Nine UNC Asheville faculty members from all across campus were granted tenure this year for their expertise, scholarship, dedication to students, and service to campus. They were also promoted to the rank of associate professor.

 

Christine Boone

Christine Boone

Associate Professor of Music

Christine Boone teaches nine different courses across a wide range of areas, including a first-year seminar and a new course co-taught on Music and Math. Her students say they appreciate her care, humor and effectiveness, and that her “enthusiasm is infectious,” that she’s “absolutely incredible,” and one of her peers called her courses “masterly crafted and delivered.” She coordinates the music theory entrance exams, advises the Music Theory Club, serves on the Academic Appeals Board, Cultural Events Committee, and more.

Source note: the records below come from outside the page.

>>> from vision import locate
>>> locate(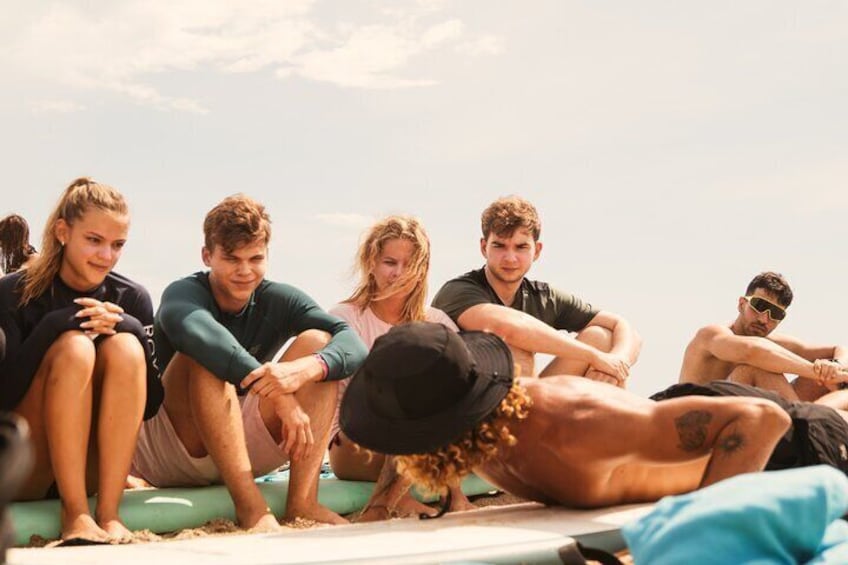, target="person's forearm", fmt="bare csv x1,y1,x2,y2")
492,311,598,365
744,340,816,379
831,345,848,367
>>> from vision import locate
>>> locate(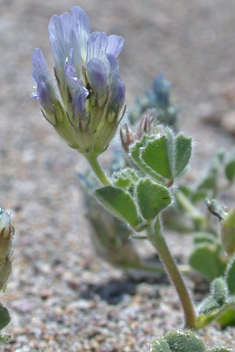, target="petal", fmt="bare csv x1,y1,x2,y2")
86,32,109,71
64,60,82,97
32,48,56,113
71,6,90,62
106,35,124,58
107,55,126,111
48,12,81,83
86,59,107,101
73,87,89,119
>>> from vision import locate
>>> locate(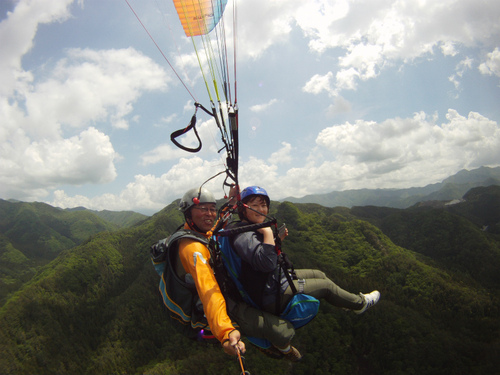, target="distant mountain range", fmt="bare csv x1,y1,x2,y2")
0,184,500,375
281,167,500,208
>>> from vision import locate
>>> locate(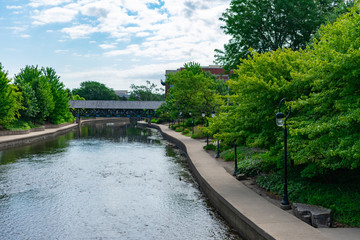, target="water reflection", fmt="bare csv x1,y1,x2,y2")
0,125,243,239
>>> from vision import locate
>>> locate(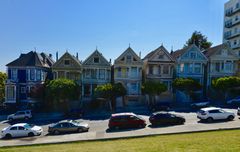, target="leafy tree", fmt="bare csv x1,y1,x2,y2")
172,78,202,99
46,78,80,111
142,81,167,104
212,76,240,99
94,83,127,111
184,31,212,49
0,72,7,102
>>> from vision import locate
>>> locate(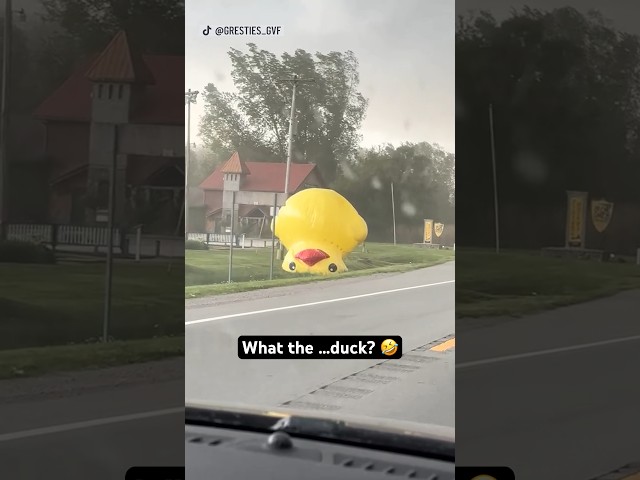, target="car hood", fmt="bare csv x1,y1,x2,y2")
185,401,455,446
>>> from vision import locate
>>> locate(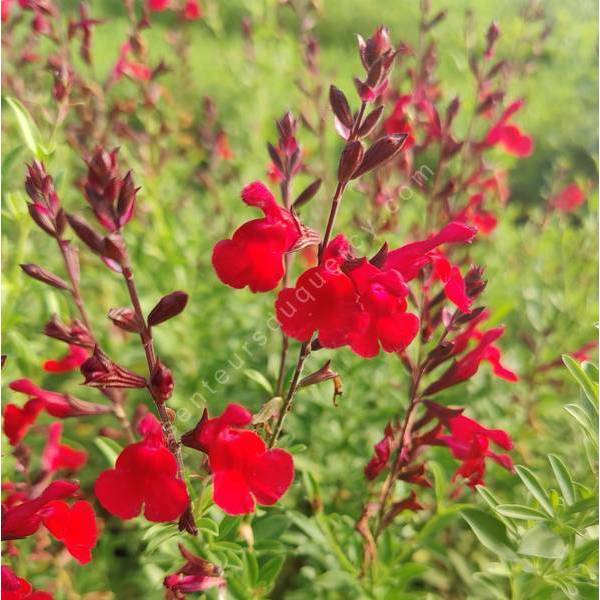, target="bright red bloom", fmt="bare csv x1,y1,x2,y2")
424,327,519,396
365,424,394,480
183,0,203,21
42,500,98,565
148,0,171,12
42,344,89,373
94,414,189,522
2,565,52,600
2,481,98,564
275,235,361,348
42,422,87,473
550,183,585,212
2,399,44,446
215,131,234,160
188,404,294,515
163,544,227,598
485,100,533,157
346,258,419,358
212,181,314,292
440,415,513,488
5,379,112,420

Boone has produced two peer-reviewed articles, and a book chapter in the Handbook of Remix Studies and Digital Humanities, and more. Boone is also professionally active as a soprano soloist.

 

Susan Clark Muntean

Susan Clark Muntean

Associate Professor of Management and Accountancy

Susan Clark Muntean is “highly innovative in her teaching,” as well as attentive, supportive and challenging, and has a deep commitment to undergraduate research mentoring and working with partners according to her peers. Though she is focused primarily in the management department, she’s also taught in the women, gender and sexuality studies program.

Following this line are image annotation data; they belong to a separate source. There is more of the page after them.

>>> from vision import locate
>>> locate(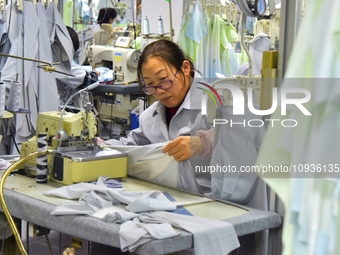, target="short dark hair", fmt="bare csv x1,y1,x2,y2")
66,26,79,51
97,7,117,25
137,39,195,88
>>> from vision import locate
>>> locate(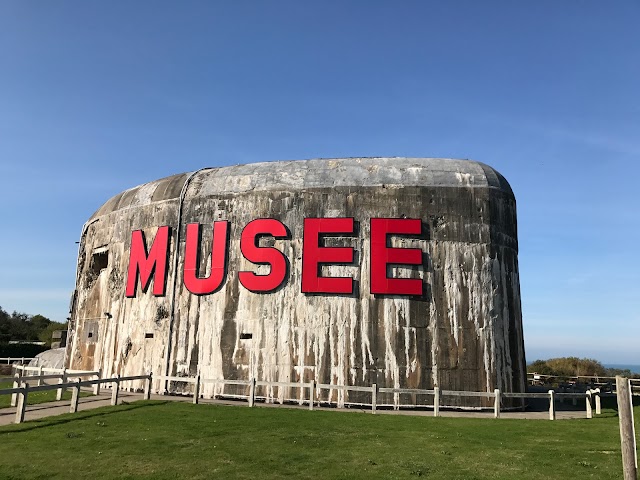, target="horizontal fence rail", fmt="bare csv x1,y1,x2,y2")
0,357,34,365
0,370,152,423
0,367,615,423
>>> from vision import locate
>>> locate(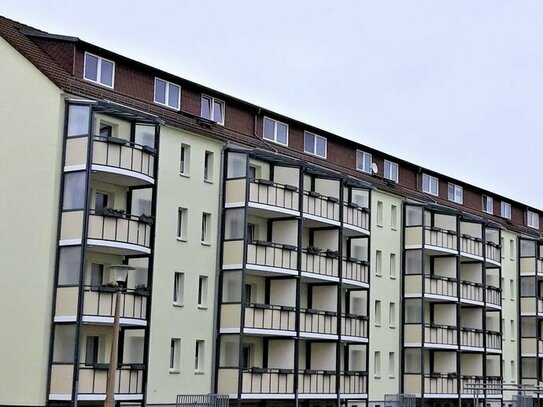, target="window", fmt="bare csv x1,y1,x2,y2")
201,95,224,124
375,250,383,276
204,151,213,182
388,302,396,328
194,341,204,372
304,131,326,158
500,201,511,219
177,208,188,240
384,160,398,182
198,276,207,308
173,273,185,306
356,150,373,174
448,182,464,204
155,78,181,110
375,300,381,326
422,174,439,196
201,212,211,244
483,195,494,214
170,338,181,373
526,211,539,229
264,117,288,146
179,144,190,176
83,52,115,88
376,201,383,226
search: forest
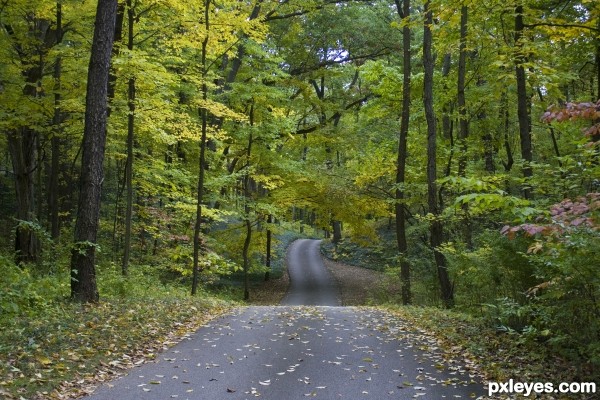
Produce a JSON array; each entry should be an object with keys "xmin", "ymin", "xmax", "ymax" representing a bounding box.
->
[{"xmin": 0, "ymin": 0, "xmax": 600, "ymax": 398}]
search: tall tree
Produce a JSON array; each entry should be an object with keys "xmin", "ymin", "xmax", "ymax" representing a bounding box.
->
[
  {"xmin": 514, "ymin": 0, "xmax": 533, "ymax": 198},
  {"xmin": 121, "ymin": 0, "xmax": 136, "ymax": 275},
  {"xmin": 71, "ymin": 0, "xmax": 117, "ymax": 302},
  {"xmin": 423, "ymin": 0, "xmax": 454, "ymax": 307},
  {"xmin": 192, "ymin": 0, "xmax": 211, "ymax": 295},
  {"xmin": 395, "ymin": 0, "xmax": 411, "ymax": 304}
]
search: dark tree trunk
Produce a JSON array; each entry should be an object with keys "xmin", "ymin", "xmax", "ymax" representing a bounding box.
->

Clark Muntean has engaged in the Scholarship of Teaching and Learning (SoTL) in addition to disciplinary work; and co-authored a book Entrepreneurial Ecosystems: A Gender Perspective to be published by Cambridge University Press. She received the Journal of Ethics and Entrepreneurship’s Best Paper in Ethics and Entrepreneurship award in 2017; and received the UNC Asheville Distinguished Scholarship Award in 2018.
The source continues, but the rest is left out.